William Lawrence Verplank is a designer and researcher who focuses on interactions between humans and computers. He is one of the pioneers of interaction design, a field of design that focuses on users and technology, and a term he helped coin in the 1980s. He was previously a visiting scholar at Stanford University's CCRMA and was involved in Stanford's d.school. He also teaches and lectures internationally on interaction design.

== Career ==
Bill Verplank received a bachelor's degree in mechanical engineering from Stanford University in 1965. Verplank then moved the same year to Massachusetts Institute of Technology (MIT) to complete a PhD by 1977 in man-machine systems and studied with Thomas B. Sheridan.

He worked at Xerox Parc and Office Systems Divisions from 1978-1986 refining the design of the original graphical user interface and mouse, in the Xerox Star. He went on to work with Bill Moggridge, first at IDtwo and then at IDEO (1986–1992), bringing graphical user interfaces to the world of product design. Together with Bill Moggridge, they coined the term interaction design in the mid-1980s.

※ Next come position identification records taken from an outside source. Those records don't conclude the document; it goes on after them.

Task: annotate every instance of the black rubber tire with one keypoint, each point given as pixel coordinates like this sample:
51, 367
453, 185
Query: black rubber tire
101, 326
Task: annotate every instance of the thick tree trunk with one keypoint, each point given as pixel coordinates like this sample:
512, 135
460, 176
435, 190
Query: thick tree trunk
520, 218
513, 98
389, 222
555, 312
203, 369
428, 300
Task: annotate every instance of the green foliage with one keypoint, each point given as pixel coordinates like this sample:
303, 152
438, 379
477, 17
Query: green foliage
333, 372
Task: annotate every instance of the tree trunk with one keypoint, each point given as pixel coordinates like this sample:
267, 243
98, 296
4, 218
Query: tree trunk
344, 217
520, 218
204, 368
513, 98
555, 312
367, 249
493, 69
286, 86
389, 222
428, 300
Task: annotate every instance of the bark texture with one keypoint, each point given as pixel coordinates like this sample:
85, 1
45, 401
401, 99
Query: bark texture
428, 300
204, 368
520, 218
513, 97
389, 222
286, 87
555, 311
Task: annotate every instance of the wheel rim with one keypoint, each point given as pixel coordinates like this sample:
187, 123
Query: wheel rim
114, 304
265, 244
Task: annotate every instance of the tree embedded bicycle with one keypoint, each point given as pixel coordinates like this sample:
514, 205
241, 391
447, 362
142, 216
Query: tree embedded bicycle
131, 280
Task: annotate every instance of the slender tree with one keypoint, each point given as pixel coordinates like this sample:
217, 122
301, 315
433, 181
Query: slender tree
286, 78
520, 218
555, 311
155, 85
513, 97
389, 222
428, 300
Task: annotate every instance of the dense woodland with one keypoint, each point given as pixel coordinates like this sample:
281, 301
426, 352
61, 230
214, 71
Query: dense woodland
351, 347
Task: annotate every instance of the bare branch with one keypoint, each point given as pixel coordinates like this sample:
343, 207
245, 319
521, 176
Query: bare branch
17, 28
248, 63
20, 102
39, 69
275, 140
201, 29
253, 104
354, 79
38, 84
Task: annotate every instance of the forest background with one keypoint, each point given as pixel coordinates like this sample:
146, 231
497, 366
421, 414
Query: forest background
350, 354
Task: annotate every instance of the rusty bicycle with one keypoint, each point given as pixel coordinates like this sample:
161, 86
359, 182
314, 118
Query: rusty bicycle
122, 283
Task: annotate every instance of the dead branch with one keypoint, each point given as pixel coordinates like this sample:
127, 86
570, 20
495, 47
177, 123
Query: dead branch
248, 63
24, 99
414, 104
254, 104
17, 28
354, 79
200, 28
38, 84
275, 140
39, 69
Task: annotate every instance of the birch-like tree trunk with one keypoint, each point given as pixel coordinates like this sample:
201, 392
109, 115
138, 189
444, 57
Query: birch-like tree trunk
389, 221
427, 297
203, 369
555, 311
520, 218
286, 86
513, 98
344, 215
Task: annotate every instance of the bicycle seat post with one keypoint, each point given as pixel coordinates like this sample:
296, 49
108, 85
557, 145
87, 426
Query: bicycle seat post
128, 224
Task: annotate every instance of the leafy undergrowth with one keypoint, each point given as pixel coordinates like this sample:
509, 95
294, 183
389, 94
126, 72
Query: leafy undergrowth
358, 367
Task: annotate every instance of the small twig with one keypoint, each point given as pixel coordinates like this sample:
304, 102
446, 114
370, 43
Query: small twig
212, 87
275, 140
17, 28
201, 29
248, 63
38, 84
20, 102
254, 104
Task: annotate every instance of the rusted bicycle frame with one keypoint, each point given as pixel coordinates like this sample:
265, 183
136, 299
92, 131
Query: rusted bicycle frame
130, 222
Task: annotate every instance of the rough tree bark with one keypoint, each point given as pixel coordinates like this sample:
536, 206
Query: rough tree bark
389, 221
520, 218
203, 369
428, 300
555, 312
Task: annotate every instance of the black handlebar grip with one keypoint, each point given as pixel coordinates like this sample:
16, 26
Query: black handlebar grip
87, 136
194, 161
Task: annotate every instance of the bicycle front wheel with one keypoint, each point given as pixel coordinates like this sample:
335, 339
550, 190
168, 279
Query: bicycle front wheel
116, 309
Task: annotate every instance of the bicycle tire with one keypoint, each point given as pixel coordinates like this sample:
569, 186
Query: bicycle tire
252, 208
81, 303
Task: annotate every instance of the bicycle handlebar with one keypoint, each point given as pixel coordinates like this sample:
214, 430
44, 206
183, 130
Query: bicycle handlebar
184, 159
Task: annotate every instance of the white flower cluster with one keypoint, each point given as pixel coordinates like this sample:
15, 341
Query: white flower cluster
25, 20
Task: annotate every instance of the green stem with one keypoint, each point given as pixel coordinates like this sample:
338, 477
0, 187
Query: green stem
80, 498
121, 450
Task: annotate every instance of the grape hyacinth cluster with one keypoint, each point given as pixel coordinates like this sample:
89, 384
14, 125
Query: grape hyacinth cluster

From 1992-2000 at Interval Research Corporation, he directed the design and research for collaboration, tangibility and music. When Interval Research closed in 2000, Verplank joined Stanford's University's CCRMA part-time with Max Mathews and developed a course on HCI for computer music and a conference (spun off from CHI) called NIME (New Interfaces for Musical Expression). He was on the steering committee and taught at the Interaction Design Institute Ivrea (2000–2005).

He is active in SIGCHI, a special interest group which is focused on human–computer interactions (HCI) and he helped write their curricula for the SIGCHI Academy.

An interview with Verplank, featuring his signature sketching while talking, is included in the book Designing Interactions (published in October 2006), with the e-book and website of the same publication including a video of Verplank.